When I conceal myself beneath the water, I suppress the essence of my truth. When I disguise my emotions, I camouflage the ideology of what I represent. I do a disservice to myself and to those I encounter along my life path. I am the one that suffers the most when I am the one that prefers to hide. If telling the truth feels out of place, I need to ask why I am discerning that way and why revealing the actuality feels wrong when it is right. Something within me is choked, barricaded, so much that I must create a fictitious world. A world that I acknowledge as truthful. But in reality, confronting and accepting the truth will set me free in the end.
If I choose to confront it, I can emerge from the water. The fervent or calm façade of ripples only exist beyond, because a body of water constantly but not permanently remains. If I decide to emerge from it, I am free. Free from it and free from myself.

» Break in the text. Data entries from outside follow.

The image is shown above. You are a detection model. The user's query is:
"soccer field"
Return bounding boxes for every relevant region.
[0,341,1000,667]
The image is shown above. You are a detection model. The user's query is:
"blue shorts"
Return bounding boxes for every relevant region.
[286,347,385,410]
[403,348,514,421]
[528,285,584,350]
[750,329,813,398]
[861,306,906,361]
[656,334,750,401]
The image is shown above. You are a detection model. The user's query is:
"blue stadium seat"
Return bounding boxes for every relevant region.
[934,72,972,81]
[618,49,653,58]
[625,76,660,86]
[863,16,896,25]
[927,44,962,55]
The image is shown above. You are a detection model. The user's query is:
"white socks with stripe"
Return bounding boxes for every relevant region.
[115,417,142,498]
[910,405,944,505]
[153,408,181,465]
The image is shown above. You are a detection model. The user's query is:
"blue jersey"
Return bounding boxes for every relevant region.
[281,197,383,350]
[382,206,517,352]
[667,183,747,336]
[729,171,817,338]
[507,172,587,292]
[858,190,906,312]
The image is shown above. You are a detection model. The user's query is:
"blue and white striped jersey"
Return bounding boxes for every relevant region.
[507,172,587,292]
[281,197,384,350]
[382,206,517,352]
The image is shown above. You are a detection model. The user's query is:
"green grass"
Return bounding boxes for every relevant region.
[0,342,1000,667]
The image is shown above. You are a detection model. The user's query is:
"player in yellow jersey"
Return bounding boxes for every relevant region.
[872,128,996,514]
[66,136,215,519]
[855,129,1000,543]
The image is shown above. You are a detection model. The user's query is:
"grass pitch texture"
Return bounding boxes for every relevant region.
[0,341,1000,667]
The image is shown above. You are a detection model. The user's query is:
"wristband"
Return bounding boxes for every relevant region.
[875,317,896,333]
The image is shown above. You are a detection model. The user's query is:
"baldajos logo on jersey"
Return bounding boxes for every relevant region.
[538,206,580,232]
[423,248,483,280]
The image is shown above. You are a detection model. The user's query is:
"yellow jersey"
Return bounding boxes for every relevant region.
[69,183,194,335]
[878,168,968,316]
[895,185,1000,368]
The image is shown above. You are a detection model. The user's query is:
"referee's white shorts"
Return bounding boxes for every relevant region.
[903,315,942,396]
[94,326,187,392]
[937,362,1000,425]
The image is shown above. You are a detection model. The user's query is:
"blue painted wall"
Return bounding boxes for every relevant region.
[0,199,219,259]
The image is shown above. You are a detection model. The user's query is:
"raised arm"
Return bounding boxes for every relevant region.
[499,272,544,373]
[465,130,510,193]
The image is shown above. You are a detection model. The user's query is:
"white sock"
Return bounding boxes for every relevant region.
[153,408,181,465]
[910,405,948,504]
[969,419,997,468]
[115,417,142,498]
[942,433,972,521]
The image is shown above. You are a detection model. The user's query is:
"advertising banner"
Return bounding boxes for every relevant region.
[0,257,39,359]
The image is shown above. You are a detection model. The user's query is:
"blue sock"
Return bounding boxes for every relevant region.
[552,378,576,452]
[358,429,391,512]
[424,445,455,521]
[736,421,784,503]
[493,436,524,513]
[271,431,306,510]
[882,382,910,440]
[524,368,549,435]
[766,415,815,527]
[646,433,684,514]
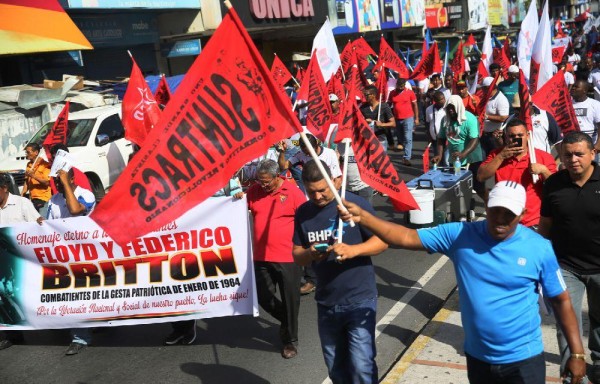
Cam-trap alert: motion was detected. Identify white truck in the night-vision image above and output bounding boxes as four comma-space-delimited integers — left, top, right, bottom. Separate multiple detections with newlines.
0, 104, 133, 200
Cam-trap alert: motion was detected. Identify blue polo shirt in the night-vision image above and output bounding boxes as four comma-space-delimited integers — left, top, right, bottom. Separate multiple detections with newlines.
418, 221, 566, 364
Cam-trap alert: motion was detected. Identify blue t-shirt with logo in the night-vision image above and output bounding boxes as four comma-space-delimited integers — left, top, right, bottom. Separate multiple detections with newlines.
294, 192, 377, 306
418, 221, 566, 364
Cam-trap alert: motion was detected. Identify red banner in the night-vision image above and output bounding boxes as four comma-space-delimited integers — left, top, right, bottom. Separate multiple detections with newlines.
410, 41, 442, 80
297, 53, 331, 141
121, 57, 160, 147
531, 71, 579, 135
377, 36, 409, 78
91, 9, 302, 244
271, 55, 292, 89
338, 100, 419, 211
154, 75, 171, 106
42, 101, 71, 161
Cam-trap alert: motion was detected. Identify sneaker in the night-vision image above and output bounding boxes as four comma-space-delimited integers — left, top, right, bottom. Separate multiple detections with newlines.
65, 342, 87, 356
300, 281, 317, 295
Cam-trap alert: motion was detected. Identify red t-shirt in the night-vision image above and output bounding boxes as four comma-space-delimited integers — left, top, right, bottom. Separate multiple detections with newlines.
388, 89, 417, 120
247, 180, 306, 263
50, 167, 94, 195
481, 148, 556, 227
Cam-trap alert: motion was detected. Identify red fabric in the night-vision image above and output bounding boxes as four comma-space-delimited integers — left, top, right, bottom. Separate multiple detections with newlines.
531, 71, 579, 135
50, 167, 93, 195
297, 53, 331, 141
122, 57, 160, 147
154, 75, 171, 106
481, 148, 556, 227
247, 180, 306, 263
271, 55, 292, 88
344, 102, 419, 211
410, 42, 442, 80
388, 89, 417, 120
376, 36, 409, 79
42, 101, 71, 162
91, 9, 302, 245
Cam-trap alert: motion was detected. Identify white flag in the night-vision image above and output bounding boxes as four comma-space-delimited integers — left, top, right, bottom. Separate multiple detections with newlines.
517, 0, 539, 82
311, 19, 342, 81
530, 0, 553, 91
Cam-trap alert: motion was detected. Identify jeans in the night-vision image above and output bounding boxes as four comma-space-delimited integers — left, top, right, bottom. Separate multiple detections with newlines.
556, 269, 600, 372
466, 353, 546, 384
317, 298, 378, 384
396, 117, 415, 160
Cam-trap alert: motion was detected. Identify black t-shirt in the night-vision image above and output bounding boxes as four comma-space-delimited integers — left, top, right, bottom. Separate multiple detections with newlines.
541, 163, 600, 274
294, 192, 377, 307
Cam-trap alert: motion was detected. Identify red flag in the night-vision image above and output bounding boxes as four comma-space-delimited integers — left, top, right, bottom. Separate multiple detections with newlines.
42, 101, 71, 161
511, 69, 533, 131
410, 41, 442, 80
338, 100, 419, 211
91, 9, 302, 245
154, 75, 171, 106
423, 143, 431, 173
374, 63, 388, 101
327, 71, 346, 101
271, 55, 292, 88
531, 71, 579, 135
376, 36, 409, 79
298, 52, 331, 141
450, 40, 466, 82
121, 57, 160, 147
552, 46, 567, 64
465, 33, 477, 46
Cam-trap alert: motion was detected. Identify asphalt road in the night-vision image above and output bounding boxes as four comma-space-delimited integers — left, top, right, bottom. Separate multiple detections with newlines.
0, 130, 456, 384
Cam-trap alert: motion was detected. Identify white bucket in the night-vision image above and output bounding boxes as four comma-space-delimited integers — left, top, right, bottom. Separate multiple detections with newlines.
408, 189, 435, 224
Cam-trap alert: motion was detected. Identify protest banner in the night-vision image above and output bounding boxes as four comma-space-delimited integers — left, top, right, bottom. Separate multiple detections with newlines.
0, 197, 258, 330
90, 9, 302, 244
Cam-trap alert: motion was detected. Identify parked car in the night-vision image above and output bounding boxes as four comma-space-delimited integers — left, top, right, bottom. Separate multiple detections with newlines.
0, 104, 133, 200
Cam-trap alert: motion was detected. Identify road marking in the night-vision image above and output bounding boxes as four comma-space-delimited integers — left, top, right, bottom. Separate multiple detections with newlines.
322, 255, 450, 384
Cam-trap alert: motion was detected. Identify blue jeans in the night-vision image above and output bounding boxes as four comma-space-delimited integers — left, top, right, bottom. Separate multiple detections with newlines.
556, 269, 600, 372
317, 298, 379, 384
396, 117, 415, 160
465, 353, 546, 384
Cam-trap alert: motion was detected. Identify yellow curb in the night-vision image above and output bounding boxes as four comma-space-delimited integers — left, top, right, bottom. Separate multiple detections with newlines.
380, 292, 458, 384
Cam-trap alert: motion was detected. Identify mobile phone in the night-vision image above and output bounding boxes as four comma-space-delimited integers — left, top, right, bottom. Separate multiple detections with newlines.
315, 244, 329, 253
512, 137, 523, 147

So today, I will be who I am.
Youth Wanes, Truth Pains
The sight of a child instills us with this sense of nostalgia, an aching to be who we once were. An ache, that forces us to remember to the days when a naive fragility resided within our selves. We are reminded by our desire for such longing when a cold breeze gently slides across our cheeks, bringing us back to when we swung on the swing-set as children. Striving to reach for the sun until it was gone and there was nothing left but the moon.